As ameaças foram um dos fatores que motivaram o senhor a ter se candidatado a deputado federal com posterior transferência para Brasília?

Não. Até porque eu não saí do Rio de Janeiro. Eu fico uma parte da semana em Brasília e outra no Rio. Eu fui deputado estadual no Rio por três mandatos e entendi que era o momento de ser deputado federal e contribuir para o Rio de outra maneira. Achei que era importante ter essa experiência em Brasília. Isso não teve relação com as ameaças porque elas acontecem em qualquer lugar do Brasil.

Por que a filiação ao PSB?

O meu movimento em direção ao PSB é no sentido de construir uma grande frente política de defesa da democracia. Eu acho que essa é a questão central no Brasil. A eleição de 2022 vai ser a eleição mais importante dos últimos tempos, porque ela vai ser um plebiscito sobre a constituição de 1988, se ela vai ser respeitada ou não. Então, eu acho que a gente precisa de uma grande frente, de uma política feita com diálogo, e isso é o mais importante. E, especificamente olhando para o Rio, a capacidade de fazer um projeto pensando nos próximos 15, 20 anos. Um projeto calcado na ideia de desenvolvimento e segurança. E isso não pode ser feito por um único partido e muito menos por uma única pessoa. O Rio está numa crise muito aguda, uma das mais profundas da sua história. E acho que o PSB é o partido que reúne as melhores condições para construirmos essa frente política, ampla, contando com setores da sociedade civil.

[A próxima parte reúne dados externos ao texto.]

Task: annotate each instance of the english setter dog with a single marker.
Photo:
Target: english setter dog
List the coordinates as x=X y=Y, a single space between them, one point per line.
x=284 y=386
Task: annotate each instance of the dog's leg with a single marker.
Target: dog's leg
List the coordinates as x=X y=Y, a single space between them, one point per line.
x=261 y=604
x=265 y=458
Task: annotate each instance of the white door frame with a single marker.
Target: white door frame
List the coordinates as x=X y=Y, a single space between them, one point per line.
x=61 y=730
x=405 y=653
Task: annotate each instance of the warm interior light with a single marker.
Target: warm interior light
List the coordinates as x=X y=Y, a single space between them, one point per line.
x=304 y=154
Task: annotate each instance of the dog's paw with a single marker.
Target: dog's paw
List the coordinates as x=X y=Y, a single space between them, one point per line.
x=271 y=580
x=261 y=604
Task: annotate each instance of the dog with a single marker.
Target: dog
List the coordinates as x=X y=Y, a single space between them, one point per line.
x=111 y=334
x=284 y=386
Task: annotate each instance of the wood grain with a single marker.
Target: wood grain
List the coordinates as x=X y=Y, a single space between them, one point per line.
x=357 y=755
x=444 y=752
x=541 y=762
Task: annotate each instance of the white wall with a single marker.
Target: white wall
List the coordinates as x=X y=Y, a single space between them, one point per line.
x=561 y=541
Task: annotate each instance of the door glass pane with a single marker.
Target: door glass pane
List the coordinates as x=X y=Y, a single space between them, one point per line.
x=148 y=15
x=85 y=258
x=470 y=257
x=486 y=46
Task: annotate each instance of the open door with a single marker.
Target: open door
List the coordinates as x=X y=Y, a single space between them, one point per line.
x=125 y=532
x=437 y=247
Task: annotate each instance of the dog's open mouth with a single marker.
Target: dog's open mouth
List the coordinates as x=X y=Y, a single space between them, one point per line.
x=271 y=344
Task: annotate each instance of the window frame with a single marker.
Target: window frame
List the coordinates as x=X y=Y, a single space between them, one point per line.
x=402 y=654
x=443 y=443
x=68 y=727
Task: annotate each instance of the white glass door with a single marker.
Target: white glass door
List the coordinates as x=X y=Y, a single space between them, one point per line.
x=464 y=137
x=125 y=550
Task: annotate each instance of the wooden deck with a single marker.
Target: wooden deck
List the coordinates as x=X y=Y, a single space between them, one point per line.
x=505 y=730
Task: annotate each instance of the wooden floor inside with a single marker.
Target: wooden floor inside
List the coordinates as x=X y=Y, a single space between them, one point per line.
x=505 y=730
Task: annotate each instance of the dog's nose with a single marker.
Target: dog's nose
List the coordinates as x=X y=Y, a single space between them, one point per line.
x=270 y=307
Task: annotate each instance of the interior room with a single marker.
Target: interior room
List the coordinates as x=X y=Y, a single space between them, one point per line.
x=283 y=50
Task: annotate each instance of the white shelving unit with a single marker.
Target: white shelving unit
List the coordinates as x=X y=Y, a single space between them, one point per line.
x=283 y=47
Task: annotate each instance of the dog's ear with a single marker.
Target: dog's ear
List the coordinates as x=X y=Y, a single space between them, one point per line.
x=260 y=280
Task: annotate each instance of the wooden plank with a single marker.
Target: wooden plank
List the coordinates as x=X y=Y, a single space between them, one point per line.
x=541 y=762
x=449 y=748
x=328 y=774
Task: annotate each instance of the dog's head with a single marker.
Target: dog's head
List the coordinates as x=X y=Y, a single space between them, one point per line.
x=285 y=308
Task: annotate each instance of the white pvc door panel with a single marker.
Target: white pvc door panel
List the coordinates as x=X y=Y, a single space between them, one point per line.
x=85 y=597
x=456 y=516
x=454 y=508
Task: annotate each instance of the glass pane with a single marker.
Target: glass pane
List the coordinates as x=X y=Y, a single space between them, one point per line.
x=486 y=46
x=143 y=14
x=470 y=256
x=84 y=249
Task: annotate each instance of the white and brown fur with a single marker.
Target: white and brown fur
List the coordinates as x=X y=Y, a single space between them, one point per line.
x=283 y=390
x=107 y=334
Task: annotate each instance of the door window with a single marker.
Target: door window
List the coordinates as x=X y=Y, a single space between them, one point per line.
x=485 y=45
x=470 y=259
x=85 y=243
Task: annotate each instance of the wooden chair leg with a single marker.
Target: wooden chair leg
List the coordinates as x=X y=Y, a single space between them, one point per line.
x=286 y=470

E que condições são essas que o PSB oferece?

O PSB é um partido estruturado, respeitado, que tem uma longa história em defesa da democracia brasileira. Além disso, está disposto a fazer um programa e ter um diálogo amplo neste desafio em prol da democracia. Por isso a minha filiação junto com o governador Flávio Dino (do Maranhão).

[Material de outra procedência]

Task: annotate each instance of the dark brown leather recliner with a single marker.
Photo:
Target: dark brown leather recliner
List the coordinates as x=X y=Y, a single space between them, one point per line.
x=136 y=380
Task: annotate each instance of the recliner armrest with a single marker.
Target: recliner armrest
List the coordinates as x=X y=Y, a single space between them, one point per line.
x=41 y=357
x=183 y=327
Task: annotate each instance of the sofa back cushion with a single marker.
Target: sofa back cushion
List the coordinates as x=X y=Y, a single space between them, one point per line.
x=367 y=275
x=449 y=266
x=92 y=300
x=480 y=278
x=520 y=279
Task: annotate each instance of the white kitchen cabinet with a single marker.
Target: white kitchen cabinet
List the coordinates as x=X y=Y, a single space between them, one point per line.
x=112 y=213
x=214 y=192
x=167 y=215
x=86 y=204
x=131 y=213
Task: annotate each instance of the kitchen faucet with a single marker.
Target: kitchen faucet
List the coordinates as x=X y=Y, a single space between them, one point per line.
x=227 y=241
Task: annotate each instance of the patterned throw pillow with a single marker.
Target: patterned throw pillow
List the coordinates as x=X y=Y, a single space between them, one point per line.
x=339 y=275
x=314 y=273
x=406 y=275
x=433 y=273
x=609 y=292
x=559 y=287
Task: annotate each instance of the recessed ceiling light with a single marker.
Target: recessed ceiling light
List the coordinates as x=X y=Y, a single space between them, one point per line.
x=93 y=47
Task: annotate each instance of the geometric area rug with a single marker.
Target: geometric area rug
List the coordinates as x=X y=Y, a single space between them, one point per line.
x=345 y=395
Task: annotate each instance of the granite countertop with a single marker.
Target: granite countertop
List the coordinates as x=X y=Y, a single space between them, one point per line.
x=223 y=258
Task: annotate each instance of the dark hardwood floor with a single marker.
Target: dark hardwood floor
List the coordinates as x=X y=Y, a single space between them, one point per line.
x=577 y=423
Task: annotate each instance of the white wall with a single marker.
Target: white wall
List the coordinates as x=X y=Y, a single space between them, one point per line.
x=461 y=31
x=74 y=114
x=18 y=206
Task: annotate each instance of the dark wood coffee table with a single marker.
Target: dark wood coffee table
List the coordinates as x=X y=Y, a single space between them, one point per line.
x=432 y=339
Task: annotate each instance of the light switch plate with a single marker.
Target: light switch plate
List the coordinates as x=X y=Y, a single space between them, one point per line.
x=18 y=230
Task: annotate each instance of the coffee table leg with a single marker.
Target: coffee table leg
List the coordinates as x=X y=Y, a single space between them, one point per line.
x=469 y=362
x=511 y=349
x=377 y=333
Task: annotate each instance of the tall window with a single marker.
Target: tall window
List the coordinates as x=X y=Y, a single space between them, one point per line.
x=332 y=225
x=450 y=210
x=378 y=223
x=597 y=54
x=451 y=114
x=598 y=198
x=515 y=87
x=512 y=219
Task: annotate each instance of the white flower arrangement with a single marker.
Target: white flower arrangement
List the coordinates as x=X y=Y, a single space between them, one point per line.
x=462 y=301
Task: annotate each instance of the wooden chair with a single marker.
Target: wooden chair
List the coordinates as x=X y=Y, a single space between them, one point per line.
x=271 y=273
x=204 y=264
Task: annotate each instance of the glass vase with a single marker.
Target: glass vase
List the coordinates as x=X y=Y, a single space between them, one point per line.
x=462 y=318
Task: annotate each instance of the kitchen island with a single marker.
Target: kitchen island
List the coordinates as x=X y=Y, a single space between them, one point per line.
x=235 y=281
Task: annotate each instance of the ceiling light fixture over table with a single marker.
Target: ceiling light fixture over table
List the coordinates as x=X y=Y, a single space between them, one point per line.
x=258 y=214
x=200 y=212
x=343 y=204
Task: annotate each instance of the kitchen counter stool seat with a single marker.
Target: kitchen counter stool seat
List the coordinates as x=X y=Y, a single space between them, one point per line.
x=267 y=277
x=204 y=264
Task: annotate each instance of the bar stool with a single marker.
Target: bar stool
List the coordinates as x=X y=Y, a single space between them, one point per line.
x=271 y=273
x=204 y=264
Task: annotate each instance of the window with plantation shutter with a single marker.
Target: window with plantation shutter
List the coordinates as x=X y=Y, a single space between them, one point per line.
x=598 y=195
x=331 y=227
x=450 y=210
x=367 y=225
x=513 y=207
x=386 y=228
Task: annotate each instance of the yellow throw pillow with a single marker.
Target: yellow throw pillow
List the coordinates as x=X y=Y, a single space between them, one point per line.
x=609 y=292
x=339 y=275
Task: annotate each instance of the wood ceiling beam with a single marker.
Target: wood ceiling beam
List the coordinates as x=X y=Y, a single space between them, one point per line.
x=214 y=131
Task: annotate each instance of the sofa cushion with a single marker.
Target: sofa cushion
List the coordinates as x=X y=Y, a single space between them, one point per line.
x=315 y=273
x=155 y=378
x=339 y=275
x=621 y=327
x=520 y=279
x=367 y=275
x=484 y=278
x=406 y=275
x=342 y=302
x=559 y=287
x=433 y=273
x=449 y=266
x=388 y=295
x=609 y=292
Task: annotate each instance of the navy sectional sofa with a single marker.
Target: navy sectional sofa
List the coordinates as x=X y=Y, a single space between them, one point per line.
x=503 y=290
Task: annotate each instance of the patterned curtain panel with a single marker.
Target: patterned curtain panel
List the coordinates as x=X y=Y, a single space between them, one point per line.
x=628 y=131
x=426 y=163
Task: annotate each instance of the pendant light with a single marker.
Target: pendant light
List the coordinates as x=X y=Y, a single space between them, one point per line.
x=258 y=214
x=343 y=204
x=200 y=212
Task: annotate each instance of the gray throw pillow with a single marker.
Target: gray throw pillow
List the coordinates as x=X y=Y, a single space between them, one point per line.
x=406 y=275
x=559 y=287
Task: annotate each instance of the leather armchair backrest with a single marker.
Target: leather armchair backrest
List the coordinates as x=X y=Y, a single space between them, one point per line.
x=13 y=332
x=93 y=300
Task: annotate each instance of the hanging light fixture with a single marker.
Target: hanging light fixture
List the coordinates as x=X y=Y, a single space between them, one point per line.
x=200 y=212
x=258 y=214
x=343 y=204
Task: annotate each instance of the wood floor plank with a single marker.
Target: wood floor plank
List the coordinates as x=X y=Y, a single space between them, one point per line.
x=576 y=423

O senhor acredita que, com a crescente polarização na sociedade brasileira nos últimos anos, o Psol ficou marcado com uma imagem de ser um partido radical de esquerda, e que essa visão poderia estar atrapalhando suas possibilidades eleitorais?

A disputa no Rio vai ser muito mais ampla do que uma disputa entre direita e esquerda. A disputa no Rio é a disputa contra o crime. É uma disputa contra a barbárie que se estabeleceu sobre a vida dos mais pobres. Eu estou pensando nas mulheres pobres, trabalhadoras, mães das periferias, das favelas. Essas pessoas não estão pensando na direita, na esquerda. Essas mulheres precisam respirar, precisam de emprego, precisam de segurança, precisam ter a certeza de que o filho vai para a escola ou para o trabalho e vai voltar para casa. A gente precisa que o Rio volte a ser um lugar bom para se viver. Isso tem que ser um desafio que envolva muita gente, pessoas que estão nas universidades, nas periferias. Precisamos das melhores cabeças e também dos partidos políticos, para compormos uma grande aliança que possa salvar o Rio.